If there was a magic pill, everyone would be skinny.
most over the counter diet pills consist of basicly two things: caffeine to give you "energy", and a form of fiber to make you eat less. some throw in some amino acids to make the label look scientific, but these supplements are best taken alone, not in a compound. the only way to lose weight is to burn more calories than you consume, a pill can't make you burn calories. It would be cheaper to take a high quality fiber to help you feel full between meals, and if you really want a pill to complement your workouts, look into a thermogenic pill, it raises your body temperture and makes "your engine run hotter" so to speak, you take these before your work out, and you sweat more and burn more cals during your work out. also having children and aging affect our metabolism....and not in a good way.
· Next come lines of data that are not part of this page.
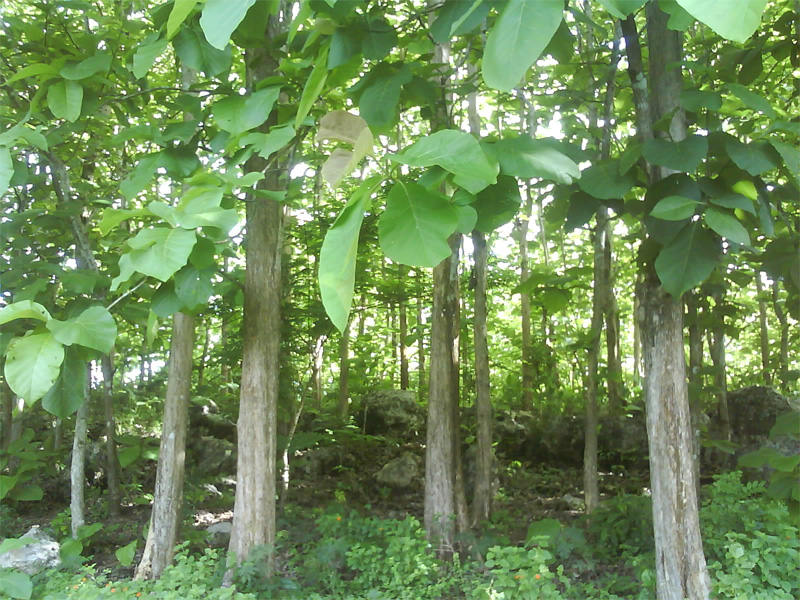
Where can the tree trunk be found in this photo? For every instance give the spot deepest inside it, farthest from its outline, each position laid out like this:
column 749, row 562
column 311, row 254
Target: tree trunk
column 165, row 520
column 6, row 414
column 681, row 572
column 254, row 506
column 112, row 462
column 344, row 372
column 482, row 496
column 77, row 471
column 763, row 331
You will find you have to work harder to lose weight and to keep it off....and that's normal!


----------



## Simply Elegant (Mar 31, 2009)

All diet pills are a waste of money. I completely agree with Skin*Deep. I think you're probably going through a plateau or overeating for your activity level without realizing it. I would measure and record what I eat for a week (what you normally eat and the amount) and your exercise and then make a plan from there. Find out your BMR and it should be easy from that point.


----------



## 3773519 (Mar 31, 2009)

Thanks. I am so easy to sell on those things. I need to take a different approach.


----------